A worrying rise in social media posts, suggesting that people leave their Halloween pumpkins in the woods to feed wildlife after October 31, has seen wildlife experts concerned. Thousands of discarded pumpkins are left in woods across Britain, according to The Telegraph. While well-meaning pumpkin carvers might think they are doing the local fauna a kindness, leaving your leftover jack-o'-lantern in the woodland is actually doing more harm than good.
“A myth seems to have built up that leaving pumpkins in woods helps wildlife,” said Paul Bunton, engagement and communication officer at The Woodland Trust, according to The Telegraph.
One of the main issues is that the discarded gourds are often eaten by already struggling hedgehogs. In early November, hedgehogs are looking to gain as much weight as possible to survive their winter hibernation. However, eating pumpkin is detrimental to their little hedgehog tummies, leading to diarrhea and dehydration. This means they may struggle to put on weight, and in some cases can even be fatal.

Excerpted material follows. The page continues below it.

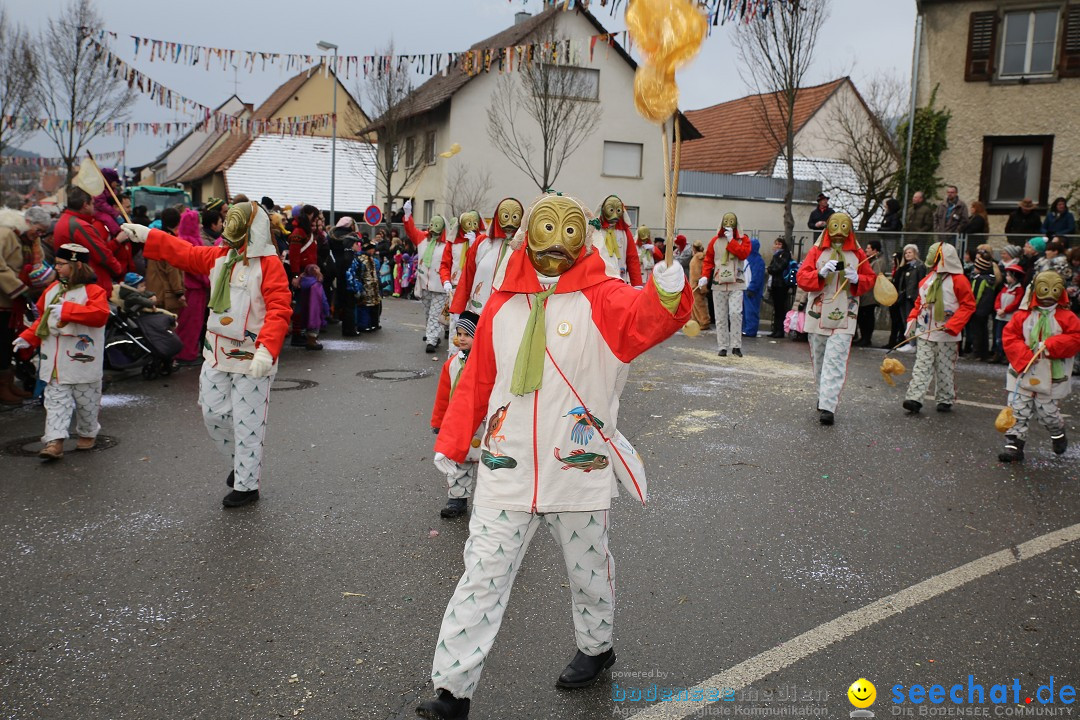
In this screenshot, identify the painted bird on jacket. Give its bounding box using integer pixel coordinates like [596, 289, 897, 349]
[563, 405, 604, 445]
[555, 448, 608, 473]
[484, 403, 510, 449]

Moreover, leftover Halloween pumpkins can contain candles and plastic decorations, which can also be fatal to wildlife if ingested. The rotting gourds can also attract less popular wildlife, such as rats, to an area. According to The Woodland Trust, the additional nutrients in the pumpkins can negatively affect the soil balance as well.

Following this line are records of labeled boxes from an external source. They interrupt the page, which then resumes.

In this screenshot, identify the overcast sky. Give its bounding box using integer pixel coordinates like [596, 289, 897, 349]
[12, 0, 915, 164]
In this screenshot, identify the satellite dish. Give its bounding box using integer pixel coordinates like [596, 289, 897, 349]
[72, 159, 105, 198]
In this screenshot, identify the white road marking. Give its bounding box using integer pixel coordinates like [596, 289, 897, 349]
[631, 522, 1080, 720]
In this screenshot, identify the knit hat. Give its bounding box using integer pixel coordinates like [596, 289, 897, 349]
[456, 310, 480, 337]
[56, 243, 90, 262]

“Pumpkin flesh can be dangerous for hedgehogs, attracts colonies of rats, and also has a really detrimental effect on woodland soils, plants, and fungi,'' said Bunton.
So what should you do with your beautifully carved pumpkin creation? Most experts recommend composting it yourself at home if you can, or asking if a local garden or farm will accept it as a donation. You could even try some scientific experiments. Either way, the hedgehogs will thank you.